O peso era um fator crítico: em 1950 não existiam, pura e simplesmente, pneus que suportassem um carro de duas toneladas a velocidades da ordem dos 185 km/h. Evernden calculou que o peso máximo teria de ficar abaixo dos 1750 kg, pelo que o alumínio foi usado abundantemente na construção deste modelo. O esforço compensou: em Setembro de 1951, na pista de Montlhèry, perto de Paris, um dos primeiros protótipos cumpriu cinco voltas a uma média de 190 km/h, com a melhor volta perto dos 192 km/h.
Até este ponto, o protótipo - OLG 490, apelidado de Olga - era um projeto semi-oficial. Alguns membros do conselho de administração consideravam que o modelo era "demasiado desportivo" para uma empresa que também fabricava limusines Rolls-Royce. Mas, com a ajuda de aliados dentro da empresa e dos concessionários no exterior, Evernden conseguiu persuadir os céticos diretores de que existia mercado para um grande turismo da Bentley. Tal como ele previra, as encomendas começaram a chegar de todo o mundo, mesmo com o exorbitante preço de £ 6.928. Para colocar este valor em contexto, em 1952, o salário médio anual era de £ 468, e uma casa custava, em média £ 1.891.
Quando a produção terminou, em 1955, 208 R Type Continental já tinham sido vendidos. Todos, menos 15, tinham carroçarias executadas pelas H.J. Mulliner.
S1 Continental Flying Spur
O projeto R Type Continental conquistou as atenções do público e o seu sucesso foi indesmentível. E não apenas no aspeto financeiro: o “revival” do espírito Bentley estava lançado. De tal forma que a Bentley continuou a oferecer uma linha de chassis-grupo motopropulsor Continental após o lançamento da nova série S, em 1955.
HJ Mulliner, Park Ward, James Young, Hooper, Graber e Franay produziram os seus próprios projetos de duas portas sobre aqueles chassis, mas foi HJ Mulliner o primeiro a estender o conceito às carroçarias de quatro portas, o Continental Flying Spur. Outros carroçadores se seguiram, num total de 432 unidades do S1 Continental.
O R-Type Continental e o S-Type Continental representaram a última era dos carroçadores independentes, que criavam a sua arte sobre os chassis e transmissão produzidos pela Bentley.
Desde 1946 que a Bentley produzia automóveis completos em Crewe, o que tornou a vida destas empresas cada vez mais difícil no esforço de igualarem as especificações de fábrica.
O S-Type foi, assim, o último a ser produzido nesta modalidade de chassis separado.

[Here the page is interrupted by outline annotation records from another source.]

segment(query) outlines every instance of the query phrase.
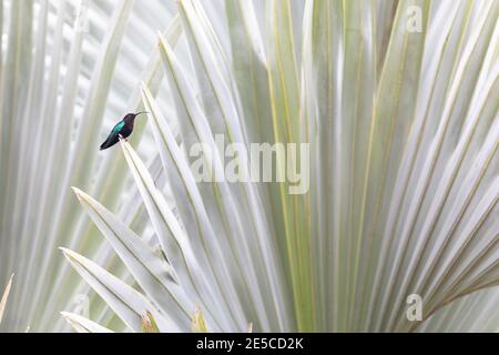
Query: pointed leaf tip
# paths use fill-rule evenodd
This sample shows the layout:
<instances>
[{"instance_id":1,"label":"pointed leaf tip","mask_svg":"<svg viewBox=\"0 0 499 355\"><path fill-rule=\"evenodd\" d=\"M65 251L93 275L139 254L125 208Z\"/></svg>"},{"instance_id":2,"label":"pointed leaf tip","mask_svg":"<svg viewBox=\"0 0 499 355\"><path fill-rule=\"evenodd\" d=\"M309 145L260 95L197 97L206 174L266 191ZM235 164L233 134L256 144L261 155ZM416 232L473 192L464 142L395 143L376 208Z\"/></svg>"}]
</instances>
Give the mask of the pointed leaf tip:
<instances>
[{"instance_id":1,"label":"pointed leaf tip","mask_svg":"<svg viewBox=\"0 0 499 355\"><path fill-rule=\"evenodd\" d=\"M207 333L206 323L204 322L203 312L200 306L196 306L194 310L194 315L192 317L192 332Z\"/></svg>"}]
</instances>

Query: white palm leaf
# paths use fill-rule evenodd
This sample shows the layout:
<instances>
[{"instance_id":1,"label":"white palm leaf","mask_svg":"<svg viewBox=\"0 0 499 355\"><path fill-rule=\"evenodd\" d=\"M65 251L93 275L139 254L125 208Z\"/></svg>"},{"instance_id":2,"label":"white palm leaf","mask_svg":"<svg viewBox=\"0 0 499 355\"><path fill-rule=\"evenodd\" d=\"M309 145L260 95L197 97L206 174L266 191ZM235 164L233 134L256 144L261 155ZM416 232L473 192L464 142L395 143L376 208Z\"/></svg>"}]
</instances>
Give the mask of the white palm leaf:
<instances>
[{"instance_id":1,"label":"white palm leaf","mask_svg":"<svg viewBox=\"0 0 499 355\"><path fill-rule=\"evenodd\" d=\"M406 300L418 294L427 329L497 328L497 313L477 311L497 305L497 287L447 308L469 311L467 325L437 311L499 281L499 6L216 6L207 16L200 1L179 2L191 61L160 40L175 120L143 88L173 199L122 142L163 263L139 265L152 257L144 242L78 192L159 312L181 331L193 304L211 331L415 331ZM408 30L414 9L420 32ZM217 133L310 143L309 193L289 194L289 182L196 183L189 150L215 151L205 158L214 178ZM171 280L153 286L152 273Z\"/></svg>"}]
</instances>

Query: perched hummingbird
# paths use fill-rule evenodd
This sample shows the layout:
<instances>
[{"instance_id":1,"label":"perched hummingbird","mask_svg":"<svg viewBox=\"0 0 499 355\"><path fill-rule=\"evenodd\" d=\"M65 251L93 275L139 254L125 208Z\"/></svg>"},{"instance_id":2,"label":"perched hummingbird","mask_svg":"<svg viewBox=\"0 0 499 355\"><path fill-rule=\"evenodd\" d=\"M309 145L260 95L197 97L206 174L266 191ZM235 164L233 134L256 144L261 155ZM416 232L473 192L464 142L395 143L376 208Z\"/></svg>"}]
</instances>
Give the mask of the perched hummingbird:
<instances>
[{"instance_id":1,"label":"perched hummingbird","mask_svg":"<svg viewBox=\"0 0 499 355\"><path fill-rule=\"evenodd\" d=\"M101 144L101 151L111 148L120 141L120 138L125 139L133 132L133 123L139 114L147 112L129 113L123 120L116 123L111 133L109 133L108 139Z\"/></svg>"}]
</instances>

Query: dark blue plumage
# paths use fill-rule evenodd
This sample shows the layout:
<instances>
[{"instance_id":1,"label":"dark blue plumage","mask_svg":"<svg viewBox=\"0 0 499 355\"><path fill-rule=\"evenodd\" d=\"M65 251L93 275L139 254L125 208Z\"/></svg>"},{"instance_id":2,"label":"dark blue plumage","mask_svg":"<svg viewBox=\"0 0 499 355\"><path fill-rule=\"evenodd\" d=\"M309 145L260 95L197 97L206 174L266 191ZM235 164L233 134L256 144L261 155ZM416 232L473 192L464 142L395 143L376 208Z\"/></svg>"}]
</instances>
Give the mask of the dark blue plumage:
<instances>
[{"instance_id":1,"label":"dark blue plumage","mask_svg":"<svg viewBox=\"0 0 499 355\"><path fill-rule=\"evenodd\" d=\"M125 139L130 134L132 134L135 118L141 113L146 112L129 113L123 118L123 120L118 122L116 125L114 125L114 128L112 129L111 133L108 135L108 139L104 141L104 143L101 144L101 151L116 144L120 141L120 136Z\"/></svg>"}]
</instances>

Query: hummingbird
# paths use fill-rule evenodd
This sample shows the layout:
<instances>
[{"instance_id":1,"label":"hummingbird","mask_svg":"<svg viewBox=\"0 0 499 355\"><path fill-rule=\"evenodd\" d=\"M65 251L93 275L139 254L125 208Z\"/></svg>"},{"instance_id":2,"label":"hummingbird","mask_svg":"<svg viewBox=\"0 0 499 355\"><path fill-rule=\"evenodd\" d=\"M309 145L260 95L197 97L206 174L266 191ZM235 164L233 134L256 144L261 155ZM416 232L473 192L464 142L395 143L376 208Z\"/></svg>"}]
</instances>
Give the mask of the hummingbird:
<instances>
[{"instance_id":1,"label":"hummingbird","mask_svg":"<svg viewBox=\"0 0 499 355\"><path fill-rule=\"evenodd\" d=\"M123 120L116 123L109 133L108 139L101 144L101 151L116 144L120 139L126 139L133 132L133 123L139 114L147 112L128 113Z\"/></svg>"}]
</instances>

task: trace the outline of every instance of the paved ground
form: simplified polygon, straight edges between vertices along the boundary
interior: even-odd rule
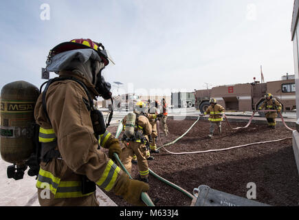
[[[107,115],[109,111],[107,109],[100,109],[100,110],[103,111],[104,117]],[[115,111],[113,112],[113,117],[111,120],[111,124],[119,123],[120,120],[124,118],[124,117],[128,114],[129,111],[126,111],[125,110],[122,111]],[[200,111],[196,110],[195,107],[192,108],[181,108],[181,109],[169,109],[168,116],[173,117],[174,120],[181,120],[186,118],[186,117],[198,117]],[[228,118],[235,118],[240,120],[249,120],[249,118],[252,115],[252,111],[245,111],[245,112],[234,112],[228,111],[225,113]],[[283,116],[285,122],[296,122],[296,112],[287,112],[283,113]],[[208,117],[208,116],[206,116]],[[254,115],[254,120],[265,120],[265,118],[260,117],[256,113]],[[277,121],[281,121],[280,119],[278,118]]]

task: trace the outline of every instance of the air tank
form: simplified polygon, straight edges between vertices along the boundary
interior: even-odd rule
[[[34,110],[38,95],[36,87],[23,80],[1,89],[0,152],[5,162],[21,163],[34,151]]]
[[[134,135],[135,122],[136,115],[135,113],[129,113],[126,116],[126,128],[124,129],[124,134],[126,137],[131,138]]]

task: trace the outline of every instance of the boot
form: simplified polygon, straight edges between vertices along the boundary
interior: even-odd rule
[[[131,162],[133,164],[137,164],[137,160],[132,160],[131,161]]]
[[[142,178],[140,176],[138,176],[137,178],[137,180],[142,181],[146,184],[148,184],[148,177]]]
[[[155,157],[153,157],[153,156],[150,156],[150,157],[148,157],[148,158],[146,158],[146,160],[155,160]]]
[[[151,150],[151,153],[160,153],[160,151],[159,150]]]
[[[221,133],[221,132],[222,132],[222,129],[221,129],[221,126],[219,126],[219,127],[218,127],[218,132],[219,133],[219,135]]]

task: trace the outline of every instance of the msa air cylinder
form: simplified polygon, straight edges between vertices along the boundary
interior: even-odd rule
[[[34,110],[38,95],[38,89],[25,81],[1,89],[0,152],[5,162],[21,164],[34,151]]]
[[[136,115],[135,113],[129,113],[126,116],[126,128],[124,129],[124,134],[126,137],[131,138],[134,135],[135,122]]]

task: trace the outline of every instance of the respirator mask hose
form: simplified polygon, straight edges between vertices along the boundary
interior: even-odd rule
[[[113,100],[112,98],[110,100],[111,100],[111,111],[110,111],[109,116],[108,118],[108,122],[106,123],[106,127],[108,127],[110,125],[110,122],[111,122],[112,117],[113,116]]]
[[[102,76],[101,72],[102,69],[104,69],[104,68],[100,69],[97,75],[98,77],[96,82],[96,89],[97,90],[100,96],[102,96],[104,99],[110,99],[111,100],[112,108],[109,116],[108,122],[106,123],[106,127],[108,127],[110,125],[110,122],[113,116],[113,100],[112,99],[112,93],[110,91],[110,89],[111,89],[111,85],[109,82],[106,82],[104,77]]]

Com o lançamento da Série T, em 1965, a era do coachbuilder chegava definitivamente ao fim.
Mas, como já se percebeu até aqui, nada na Bentley está condenado à extinção. Há qualquer coisa que faz reencarnar, uma e outra vez, um conceito ou a própria marca em si.

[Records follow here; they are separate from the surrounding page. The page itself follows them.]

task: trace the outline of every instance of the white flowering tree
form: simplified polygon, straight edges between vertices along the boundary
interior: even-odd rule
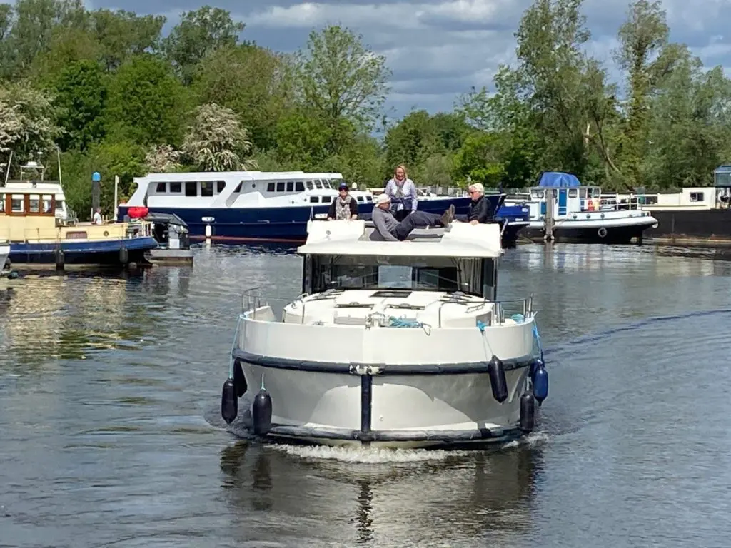
[[[201,171],[238,171],[255,169],[249,132],[236,113],[216,103],[208,103],[196,110],[188,129],[183,151]]]
[[[145,165],[152,173],[169,173],[181,169],[183,153],[170,145],[151,147],[145,156]]]
[[[7,162],[11,151],[27,159],[53,148],[61,134],[54,118],[50,97],[27,82],[0,85],[0,159]]]

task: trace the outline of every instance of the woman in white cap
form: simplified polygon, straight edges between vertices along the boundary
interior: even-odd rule
[[[371,240],[385,240],[389,242],[403,242],[414,229],[428,227],[447,227],[455,217],[455,206],[442,215],[414,211],[401,222],[396,221],[391,213],[391,198],[384,192],[379,194],[373,208],[373,224],[376,229],[371,235]]]
[[[386,183],[383,193],[391,199],[392,208],[396,221],[403,221],[407,215],[414,213],[419,205],[416,185],[409,178],[406,168],[403,164],[396,166],[393,178]]]
[[[330,205],[328,221],[341,221],[358,218],[358,203],[350,195],[348,185],[344,181],[338,186],[338,197]]]

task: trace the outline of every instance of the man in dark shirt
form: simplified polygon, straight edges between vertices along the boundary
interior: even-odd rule
[[[485,197],[485,187],[481,183],[469,186],[469,195],[472,201],[469,204],[469,213],[466,217],[458,219],[470,224],[484,224],[493,220],[493,211],[490,200]]]
[[[373,206],[372,219],[376,229],[371,235],[371,240],[403,242],[414,229],[449,227],[455,215],[455,206],[452,204],[442,215],[417,210],[398,222],[391,213],[390,207],[390,197],[386,193],[379,194]]]

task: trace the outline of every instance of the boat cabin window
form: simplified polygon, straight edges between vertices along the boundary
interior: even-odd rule
[[[10,213],[22,213],[25,210],[23,209],[23,194],[11,194],[10,196]]]
[[[482,258],[314,255],[306,258],[307,293],[330,289],[461,291],[494,299],[493,261]]]
[[[0,213],[8,215],[53,216],[56,208],[63,211],[63,201],[56,202],[53,194],[0,194]]]

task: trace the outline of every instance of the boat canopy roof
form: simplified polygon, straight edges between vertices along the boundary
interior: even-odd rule
[[[571,173],[560,171],[545,171],[541,174],[538,186],[550,189],[575,189],[581,186],[578,178]]]
[[[279,180],[282,178],[321,178],[325,175],[339,174],[307,173],[303,171],[208,171],[178,172],[171,173],[148,173],[144,177],[135,177],[137,182],[145,180],[151,183],[187,180],[221,180],[238,179],[240,180]]]
[[[500,225],[452,223],[444,229],[414,230],[404,242],[371,240],[365,221],[310,221],[300,255],[494,258],[502,254]]]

Em 2019, no ano do centenário, o espírito “revival” acontece precisamente com o Flying Spur – o tal que se julgada definitivamente posto de parte.
A Bentley acaba de apresentar ao mundo a terceira geração do Flying Spur, uma limusine de super-luxo, como sempre foi, mas agora com uma atenção clara à performance e à tecnologia de ponta. Para ser desfrutado ao volante ou no banco de trás (na verdade, para ser apreciado em ambos), o novo Flying Spur recorre ao músculo tecnológico do Grupo Volkswagen para oferecer dotações inéditas de conectividade, conforto e dinâmicas, tais como a direção e tração integral. O motor? Um luxo também: um W12 (12 cilindros, duplo V) sobrealimentado por dois turbocompressores, com 635 cv.
Nem o irreverente “Bentley Boy” Tim Birkin se teria lembrado de tamanha audácia…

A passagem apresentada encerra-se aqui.